The 2015 Giscours is a blend of 70% Cabernet Sauvignon, 25% Merlot and 5% Petit Verdot. That is in stark comparison to older vintages, for example the 2000 Giscours that was 50/50 Cabernet and Merlot. This vintage is matured in 50% new oak. Winemaker Alexandre Van Beek told me that the 2015 "...reflects the true terroir at Giscours that created the great wines of the 1960s and 1970s." That is something to live up to with fresh memories of the 1961 in my brain. The bouquet is very intense and almost "untamed" at first, but it calms down in the glass, revealing attractive scents of blackberry, raspberry, cedar and graphite. This is a Giscours determined to make a good impression...and it does. The palate is medium-bodied with fine tannin, very pure, a little spicier than recent vintages, adorned with a gentle crescendo in the mouth towards a really quite fantastic, tensile, complex and compelling finish. Having tasted the 1961 and 1970 Giscours just a few months ago, I wager that the 2015 will be the best since the 1961. Time to fall back in love with this great Margaux property. 94-96 points, Neal Martin, eRobertParker.com
The 2015 Giscours is terrific. In fact, this may be one of the very best recent vintages I have tasted here. Ample and quite broad in its first impression, the 2015 possesses magnificent depth from start to finish. Even with all of its intensity, the 2015 retains striking freshness and delineation. Succulent dark cherry, plum, blood orange and sweet spice notes all flesh out in the glass. Creamy, silky tannins add to the wine's considerable appeal. The purity of the fruit here is striking. The blend is 70% Cabernet Sauvignon, 25% Merlot and 5% Petit Verdot, with no Cabernet Franc this year. The 2015 is a terrific Giscours. 91-94 points, Antonio Galloni, Vinous
"Plenty of violets and dark berries on offer here. This has a striking sense of purity as well as an energetic, regal palate. The structure is impressively groomed with effortless depth and length. A standout wine. Try from 2022." 96 Points, James Suckling
On Bordeaux’s Left Bank, near the southern end of the Haut-Médoc, lies Margaux, one of the most celebrated villages in the world of wine. Margaux is home to Château Margaux, the revered first-growth property, as well as 20 more Grand Cru Classé estates ranked in the 1855 classification of Bordeaux. The acclaimed wine of Margaux benefits from the diverse soil types in the appellation.
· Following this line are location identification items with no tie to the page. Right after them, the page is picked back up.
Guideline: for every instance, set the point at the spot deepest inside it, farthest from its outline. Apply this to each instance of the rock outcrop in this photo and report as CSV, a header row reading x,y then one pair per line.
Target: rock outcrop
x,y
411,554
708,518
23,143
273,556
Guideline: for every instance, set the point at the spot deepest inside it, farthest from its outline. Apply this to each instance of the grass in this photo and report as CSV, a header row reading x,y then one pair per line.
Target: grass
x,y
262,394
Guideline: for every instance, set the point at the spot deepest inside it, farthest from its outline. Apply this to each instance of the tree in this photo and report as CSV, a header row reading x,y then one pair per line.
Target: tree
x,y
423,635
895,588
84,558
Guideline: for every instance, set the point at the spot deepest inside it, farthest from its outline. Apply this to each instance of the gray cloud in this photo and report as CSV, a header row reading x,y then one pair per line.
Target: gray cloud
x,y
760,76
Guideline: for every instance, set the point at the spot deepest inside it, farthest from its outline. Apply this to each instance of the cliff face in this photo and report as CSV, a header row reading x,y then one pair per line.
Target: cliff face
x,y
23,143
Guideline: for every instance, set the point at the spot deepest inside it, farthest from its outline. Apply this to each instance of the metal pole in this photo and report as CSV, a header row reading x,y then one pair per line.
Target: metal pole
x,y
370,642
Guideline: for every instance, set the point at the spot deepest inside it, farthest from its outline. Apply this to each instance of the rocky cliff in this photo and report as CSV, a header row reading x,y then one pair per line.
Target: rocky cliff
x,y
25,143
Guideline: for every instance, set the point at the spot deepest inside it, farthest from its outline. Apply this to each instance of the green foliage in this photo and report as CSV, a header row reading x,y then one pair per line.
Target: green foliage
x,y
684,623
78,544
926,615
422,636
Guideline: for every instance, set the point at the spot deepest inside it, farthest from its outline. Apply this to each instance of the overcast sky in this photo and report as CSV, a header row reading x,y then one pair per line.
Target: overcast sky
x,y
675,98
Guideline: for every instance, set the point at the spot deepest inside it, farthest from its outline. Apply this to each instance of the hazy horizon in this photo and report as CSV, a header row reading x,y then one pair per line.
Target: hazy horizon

In general, Margaux has a very thin layer of topsoil, and the very best vineyards, above the Gironde River, have gravelly soils that encourage deep root growth and allow for good drainage. Because of the variations in soil, Margaux wines can range from delicately flavoured to highly concentrated, from medium- to full-bodied. Yet all Margaux wines share a fragrant bouquet, silky texture and remarkable balance. Cabernet Sauvignon dominates in the wines of Margaux, as it does throughout the Left Bank, with Merlot and Cabernet Franc used in small percentages for blending. Because of their excellent aging potential, the best Margaux wines are prized by collectors.